Inhibitor of DUX4-IGH to Erase Acute lymphoblastic Leukaemia

The second most important cause of death and morbidity in Europe is cancer and B-cell acute lymphoblastic leukaemia (BALL) is the most common paediatric cancer and cause of cancer-related death before 20 years. In up to 7-10% of cases, this disease is caused by genetic rearrangements giving rise to the DUX4-IGH fusion. A specific treatment for these patients is currently unavailable, therefore this project aims to investigate the possibility to develop new therapeutic strategies for the treatment of B-ALL with DUX4-IGH rearrangements. In particular we aim to test a novel inhibitor of DUX4-IGH transcriptional activity and its pathological consequences, using both cellular and animal model of the disease.
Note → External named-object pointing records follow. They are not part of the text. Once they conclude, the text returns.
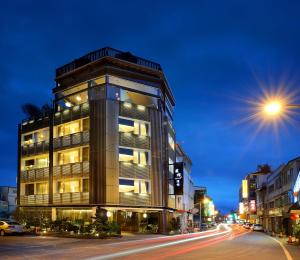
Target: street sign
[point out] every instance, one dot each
(178, 178)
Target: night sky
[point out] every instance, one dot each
(215, 54)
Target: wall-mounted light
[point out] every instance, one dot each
(141, 108)
(68, 104)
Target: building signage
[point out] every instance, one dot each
(252, 205)
(241, 208)
(178, 178)
(245, 189)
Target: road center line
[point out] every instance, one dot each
(139, 250)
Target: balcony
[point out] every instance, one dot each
(134, 141)
(71, 170)
(41, 174)
(132, 111)
(130, 170)
(134, 199)
(70, 114)
(71, 198)
(71, 140)
(34, 199)
(35, 148)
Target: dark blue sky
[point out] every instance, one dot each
(214, 53)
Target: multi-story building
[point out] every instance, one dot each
(8, 199)
(185, 202)
(247, 198)
(108, 143)
(281, 196)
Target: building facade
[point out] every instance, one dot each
(185, 202)
(8, 201)
(108, 142)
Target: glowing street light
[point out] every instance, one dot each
(273, 107)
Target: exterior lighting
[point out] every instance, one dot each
(68, 104)
(142, 108)
(128, 105)
(273, 108)
(245, 189)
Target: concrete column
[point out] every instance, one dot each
(53, 214)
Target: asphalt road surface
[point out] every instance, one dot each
(218, 244)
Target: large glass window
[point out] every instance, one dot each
(71, 156)
(29, 189)
(68, 186)
(41, 188)
(134, 186)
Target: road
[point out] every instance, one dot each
(219, 244)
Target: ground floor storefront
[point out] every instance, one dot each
(137, 220)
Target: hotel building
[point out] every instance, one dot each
(108, 143)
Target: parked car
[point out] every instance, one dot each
(257, 227)
(10, 227)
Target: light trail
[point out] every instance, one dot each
(149, 248)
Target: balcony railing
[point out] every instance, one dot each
(132, 111)
(71, 170)
(80, 138)
(105, 52)
(72, 113)
(35, 148)
(132, 140)
(134, 199)
(71, 198)
(34, 199)
(131, 170)
(41, 174)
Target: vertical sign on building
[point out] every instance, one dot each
(245, 189)
(178, 178)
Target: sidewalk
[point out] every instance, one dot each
(293, 249)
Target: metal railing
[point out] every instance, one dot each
(134, 199)
(75, 139)
(132, 111)
(41, 174)
(71, 170)
(72, 113)
(135, 141)
(35, 148)
(106, 52)
(41, 199)
(131, 170)
(71, 198)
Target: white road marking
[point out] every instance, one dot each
(286, 252)
(139, 250)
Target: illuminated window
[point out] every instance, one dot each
(29, 189)
(41, 188)
(171, 141)
(68, 186)
(71, 156)
(126, 125)
(134, 186)
(125, 155)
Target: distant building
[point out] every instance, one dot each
(8, 200)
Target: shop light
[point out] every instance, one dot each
(140, 107)
(128, 105)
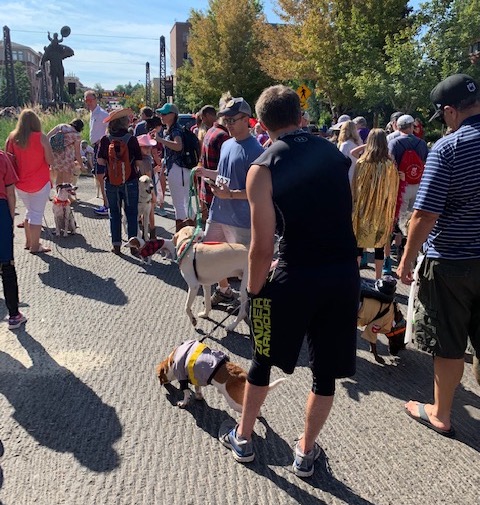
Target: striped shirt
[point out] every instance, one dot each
(450, 187)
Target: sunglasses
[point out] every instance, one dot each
(231, 120)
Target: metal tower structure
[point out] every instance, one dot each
(163, 72)
(148, 88)
(11, 90)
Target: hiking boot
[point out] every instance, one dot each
(387, 266)
(303, 464)
(101, 211)
(229, 297)
(15, 322)
(241, 448)
(476, 368)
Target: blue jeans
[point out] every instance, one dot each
(126, 194)
(7, 268)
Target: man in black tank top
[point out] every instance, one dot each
(299, 187)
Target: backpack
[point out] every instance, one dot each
(57, 142)
(119, 165)
(191, 149)
(412, 166)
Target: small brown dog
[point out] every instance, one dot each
(195, 363)
(62, 210)
(379, 313)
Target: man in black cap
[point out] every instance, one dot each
(446, 220)
(229, 216)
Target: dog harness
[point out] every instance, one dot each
(196, 363)
(64, 203)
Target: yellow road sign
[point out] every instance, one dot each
(303, 92)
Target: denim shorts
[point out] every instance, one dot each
(447, 311)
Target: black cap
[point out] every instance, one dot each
(451, 91)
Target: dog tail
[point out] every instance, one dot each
(274, 384)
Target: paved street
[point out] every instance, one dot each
(83, 419)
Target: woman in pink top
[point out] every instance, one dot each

During the reporting period, I used an approach combining in vitro and in vivo analyses to test the potential antileukemic activity of a new inhibitor of DUX4-IGH+ve leukemia.
In particular I exploited both a cellular model and a humanized animal model to test the efficacy of this inhibitor.
I found that delivery of the inhibitor is associated to inhibition of DUX4-IGH leukemia cell growth and inhibition of DUX4-IGH biological functions (such us modulation of target genes and proteins).
I tested the specificity of the inhibitor exploiting different cell lines and approaches.
I demonstrated that the expression of this inhibitor is detrimental to DUX4-IGH leukemia cells expansion in immunocompromised animals.

The results of the projects overall support the antileukemic activity of the DUX4-IGH inhibitor.
Pre-clinical validation of the DUX4-IGH inhibitor will help defining effective therapeutic strategies for DUX4-IGH B-ALL patients, improving clinical outcome and lowering treatment toxicity, thus overall promoting Europe's healthcare.